DETROIT — Miguel Olivo took some shots while standing at the plate, then another while crouched behind it.
The blows delivered with his bat in his first two-homer game in two years Sunday afternoon didn’t feel nearly as fierce to the Mariners catcher as the one he caught square between the legs on a late foul tip while playing defense. But though he “felt like throwing up” the final two innings, Olivo emerged from this 7-3 win over the Detroit Tigers much like his team did on this trip.
A little battered, slightly weary, but ready to fight another day.
“That game was more important than anything,” Olivo said. “We lost two games here and two in Chicago before that. So, winning today, we tied the series here. So, it was a big thing for us.”
Tied it the Mariners did against the first-place Tigers in front of a hostile crowd of 31,572 at Comerica Park in one of the grittier games Seattle has played all season. The Mariners entered the finale of their seven-day trip knowing the difference between a 3-4 record and 2-5 could mean more psychologically than just one game in the standings.
And in the end, they prevailed. Despite all the tribulations of the trip, they did not lose ground to Texas in the American League West standings, moving back to the same 1 1/2 games behind the Rangers they were when this road journey began. Seattle is 18-2 since April 26 when scoring four or more runs.
The Mariners got the man-sized performance they needed out of Felix Hernandez after a tough start, watching him go eight tough innings on 126 pitches with Olivo coaxing him through it from behind the plate.

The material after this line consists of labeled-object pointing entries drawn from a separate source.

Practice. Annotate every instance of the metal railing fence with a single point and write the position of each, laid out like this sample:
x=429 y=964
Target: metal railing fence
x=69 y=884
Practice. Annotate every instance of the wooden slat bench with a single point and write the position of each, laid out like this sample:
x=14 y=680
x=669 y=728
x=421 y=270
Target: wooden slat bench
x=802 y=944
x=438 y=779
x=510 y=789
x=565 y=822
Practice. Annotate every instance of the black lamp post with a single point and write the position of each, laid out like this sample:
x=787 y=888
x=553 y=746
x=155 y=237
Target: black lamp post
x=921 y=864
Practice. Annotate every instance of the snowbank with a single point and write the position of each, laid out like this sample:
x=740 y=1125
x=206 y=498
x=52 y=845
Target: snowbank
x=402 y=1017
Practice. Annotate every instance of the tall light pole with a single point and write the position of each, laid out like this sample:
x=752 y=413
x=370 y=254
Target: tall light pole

Hernandez didn’t have his sinker early, falling behind 2-0, but found his heart in the nick of time to keep things close enough for Olivo to take over.
Olivo’s first homer, a solo shot in the fifth off Rick Porcello, gave the Mariners life. His second blast, a two-run job on a change-up from Joaquin Benoit in the eighth, gave Hernandez a 5-2 lead and needed breathing room.

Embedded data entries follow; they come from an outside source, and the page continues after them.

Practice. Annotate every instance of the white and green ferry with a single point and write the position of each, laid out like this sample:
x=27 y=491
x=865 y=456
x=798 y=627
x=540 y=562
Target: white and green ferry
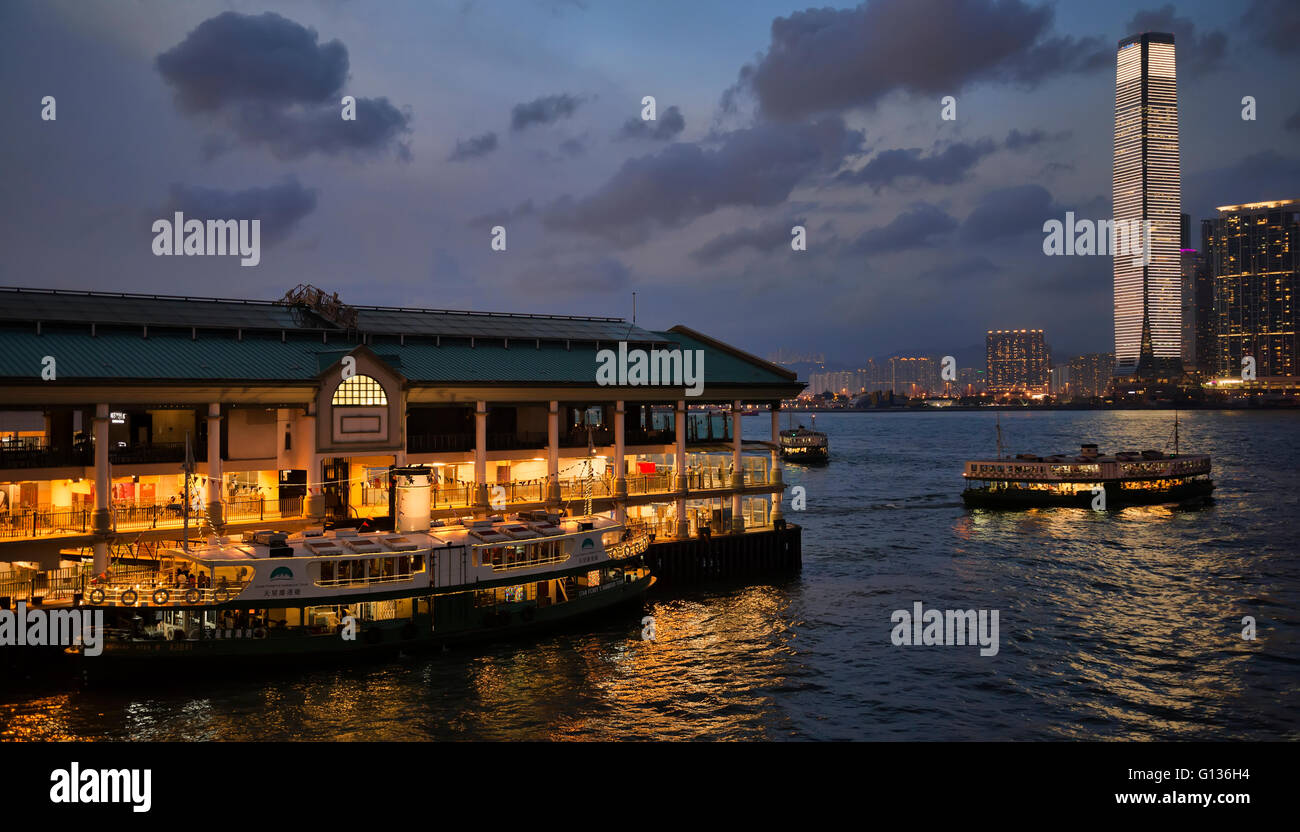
x=276 y=597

And then, just as the Tigers were entertaining a comeback in the eighth — putting the first two runners on — Olivo fought off the pain of the foul tip and somehow blocked an 0-2 pitch in the dirt to secure a key strikeout on Andy Dirks. Justin Smoak then put it away with a two-run homer in the ninth.

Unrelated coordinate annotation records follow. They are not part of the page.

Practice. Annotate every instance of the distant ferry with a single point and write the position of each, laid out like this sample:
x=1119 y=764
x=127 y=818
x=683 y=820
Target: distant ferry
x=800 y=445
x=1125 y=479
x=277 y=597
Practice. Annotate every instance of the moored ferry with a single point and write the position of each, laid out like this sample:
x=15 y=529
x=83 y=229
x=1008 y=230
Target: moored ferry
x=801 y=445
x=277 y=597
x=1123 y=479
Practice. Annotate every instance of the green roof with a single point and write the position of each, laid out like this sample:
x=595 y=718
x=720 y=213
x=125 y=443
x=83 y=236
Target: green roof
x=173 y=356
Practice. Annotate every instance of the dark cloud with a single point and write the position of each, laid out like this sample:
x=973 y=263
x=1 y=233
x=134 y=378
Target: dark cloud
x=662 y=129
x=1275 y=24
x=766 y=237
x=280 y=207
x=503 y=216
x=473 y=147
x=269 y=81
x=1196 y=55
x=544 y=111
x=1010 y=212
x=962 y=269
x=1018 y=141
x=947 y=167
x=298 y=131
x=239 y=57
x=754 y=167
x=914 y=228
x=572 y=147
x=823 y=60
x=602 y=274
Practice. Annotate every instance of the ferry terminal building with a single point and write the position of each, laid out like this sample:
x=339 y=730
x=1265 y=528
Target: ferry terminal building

“Behind the plate, he’s tough,” Hernandez said of Olivo. “He wants to win every game. With his bat, he helps a lot, too.”
Hernandez needed help at the plate on a day he walked five batters, couldn’t command his sinker and had thrown 57 pitches once the third inning was done. The Mariners seemed somewhat out of it before Olivo greeted Porcello with his homer on a hanging curve to start the fifth.
“He’s such a professional and he takes such professional at-bats,” said Brendan Ryan, who had three hits and turned two tough double plays with Jack Wilson. “He may not barrel the ball up every time, nobody does. But he’s battling. When he gets two strikes, he’s not mailing in at-bats.”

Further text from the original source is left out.